# Another journalist apologises...



## soulman (Feb 21, 2008)

> Fifteen years ago this month, I was foolish enough to provoke a public fallout with nearly half a million people - the entire population of Liverpool.
> 
> I was writing in a Sunday paper about the distressing aftermath of the Jamie Bulger murder case when the phrase "self pity" tripped off my keyboard.
> 
> ...



http://www.mirror.co.uk/news/topsto...margolis-liverpool-i-love-you-89520-20324085/


----------



## soulman (Feb 23, 2008)

88 views no response. Makes me laugh


----------



## Frankie Jack (Feb 23, 2008)

Half the population  took agains you because of your views at the time.. I think I read things that many people at the time took offence at because they felt they should rather than read what was written.. I never jumped on the bandwagon of attacking things that people wrote at that ime and may well have rwad what you wrote with no prejudice.. 

What is making you post this now.. because it's around the aniversary.. I argued at the time with many people for many reasons at the time it happened.. mainly due to the kneejerk reactions they were feeling then.. and what I was thinking then.. I still havn't got my head round it and made sense.. Im not sure the general population has either.. 

I feel you haven't either.. 

Not surprised.. 

Just wondered where you wanted to go with this..


----------



## Frankie Jack (Feb 23, 2008)

Sorry I may have written "you" when it was not you that was the journalist but you bringing to the fore a journalists take on the events at the time.. 

Where are you gonig with this and what are your thoughts..

Scuse spellings.. late n can't be arsed paying attention..


----------



## fogbat (Feb 23, 2008)

What's the difference between a cow and a tragedy?

Scousers don't know how to milk a cow.

*flees*


----------



## soulman (Feb 23, 2008)

My thoughts, why now and what's he getting out of it?  The image created by shitty journalists and media did damage the reputation of Liverpool.

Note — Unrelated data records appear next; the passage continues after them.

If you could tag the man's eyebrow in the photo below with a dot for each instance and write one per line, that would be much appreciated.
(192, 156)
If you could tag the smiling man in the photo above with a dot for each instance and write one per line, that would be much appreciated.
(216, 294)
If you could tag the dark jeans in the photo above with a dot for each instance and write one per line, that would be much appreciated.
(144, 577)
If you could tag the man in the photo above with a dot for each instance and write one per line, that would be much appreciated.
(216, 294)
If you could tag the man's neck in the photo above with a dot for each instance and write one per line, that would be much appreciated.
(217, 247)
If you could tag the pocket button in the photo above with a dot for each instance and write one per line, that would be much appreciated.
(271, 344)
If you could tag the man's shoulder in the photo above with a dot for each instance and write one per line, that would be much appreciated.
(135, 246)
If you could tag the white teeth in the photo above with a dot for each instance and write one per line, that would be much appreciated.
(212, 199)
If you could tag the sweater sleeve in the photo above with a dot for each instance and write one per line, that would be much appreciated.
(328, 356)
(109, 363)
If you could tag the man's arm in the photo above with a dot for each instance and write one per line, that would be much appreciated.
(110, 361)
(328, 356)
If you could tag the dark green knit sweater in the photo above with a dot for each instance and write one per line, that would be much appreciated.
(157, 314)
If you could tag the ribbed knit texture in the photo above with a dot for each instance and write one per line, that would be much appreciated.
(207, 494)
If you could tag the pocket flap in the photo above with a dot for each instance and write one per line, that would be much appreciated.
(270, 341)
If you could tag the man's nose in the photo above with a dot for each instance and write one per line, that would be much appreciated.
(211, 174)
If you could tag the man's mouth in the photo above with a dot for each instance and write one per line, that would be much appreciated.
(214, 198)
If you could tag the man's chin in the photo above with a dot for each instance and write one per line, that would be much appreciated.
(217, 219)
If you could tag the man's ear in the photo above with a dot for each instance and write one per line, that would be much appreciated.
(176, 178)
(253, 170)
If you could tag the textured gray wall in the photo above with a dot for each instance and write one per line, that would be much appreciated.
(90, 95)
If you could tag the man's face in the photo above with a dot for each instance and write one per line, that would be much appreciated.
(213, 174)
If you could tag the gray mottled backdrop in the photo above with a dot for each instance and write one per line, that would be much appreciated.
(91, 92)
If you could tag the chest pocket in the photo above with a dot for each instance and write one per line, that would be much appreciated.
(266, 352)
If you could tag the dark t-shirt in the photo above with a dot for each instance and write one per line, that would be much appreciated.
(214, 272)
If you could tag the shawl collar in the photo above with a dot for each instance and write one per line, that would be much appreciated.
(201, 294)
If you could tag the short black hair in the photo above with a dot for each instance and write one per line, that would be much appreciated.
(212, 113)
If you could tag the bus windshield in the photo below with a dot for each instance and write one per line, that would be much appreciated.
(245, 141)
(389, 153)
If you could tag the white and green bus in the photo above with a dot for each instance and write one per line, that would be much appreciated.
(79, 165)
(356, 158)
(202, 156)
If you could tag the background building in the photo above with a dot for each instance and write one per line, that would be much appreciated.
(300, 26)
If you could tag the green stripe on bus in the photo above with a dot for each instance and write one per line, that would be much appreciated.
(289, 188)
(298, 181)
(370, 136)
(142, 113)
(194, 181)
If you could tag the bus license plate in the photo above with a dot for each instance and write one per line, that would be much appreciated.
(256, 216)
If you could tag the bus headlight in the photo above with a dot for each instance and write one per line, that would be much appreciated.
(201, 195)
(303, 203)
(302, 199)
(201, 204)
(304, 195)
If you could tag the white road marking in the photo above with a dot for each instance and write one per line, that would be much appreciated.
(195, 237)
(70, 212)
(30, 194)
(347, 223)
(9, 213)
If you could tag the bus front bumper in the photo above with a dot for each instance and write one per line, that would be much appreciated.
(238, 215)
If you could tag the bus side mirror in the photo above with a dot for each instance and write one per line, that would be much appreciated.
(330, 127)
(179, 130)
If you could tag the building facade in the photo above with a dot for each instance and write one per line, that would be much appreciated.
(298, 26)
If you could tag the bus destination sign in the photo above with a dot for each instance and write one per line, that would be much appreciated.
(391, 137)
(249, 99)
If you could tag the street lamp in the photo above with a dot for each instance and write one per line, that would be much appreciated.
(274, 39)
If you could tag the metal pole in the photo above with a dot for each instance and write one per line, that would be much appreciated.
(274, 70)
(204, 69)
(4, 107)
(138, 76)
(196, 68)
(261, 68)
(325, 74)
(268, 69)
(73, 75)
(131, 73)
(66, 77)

Now things are changing he wants to jump back on board.


----------



## Belushi (Feb 23, 2008)

fogbat said:


> What's the difference between a cow and a tragedy?
> 
> Scousers don't know how to milk a cow.
> 
> *flees*



PMSL


----------



## soulman (Feb 23, 2008)

fogbat said:


> What's the difference between a cow and a tragedy?
> 
> Scousers don't know how to milk a cow.
> 
> *flees*



boring and predictable


----------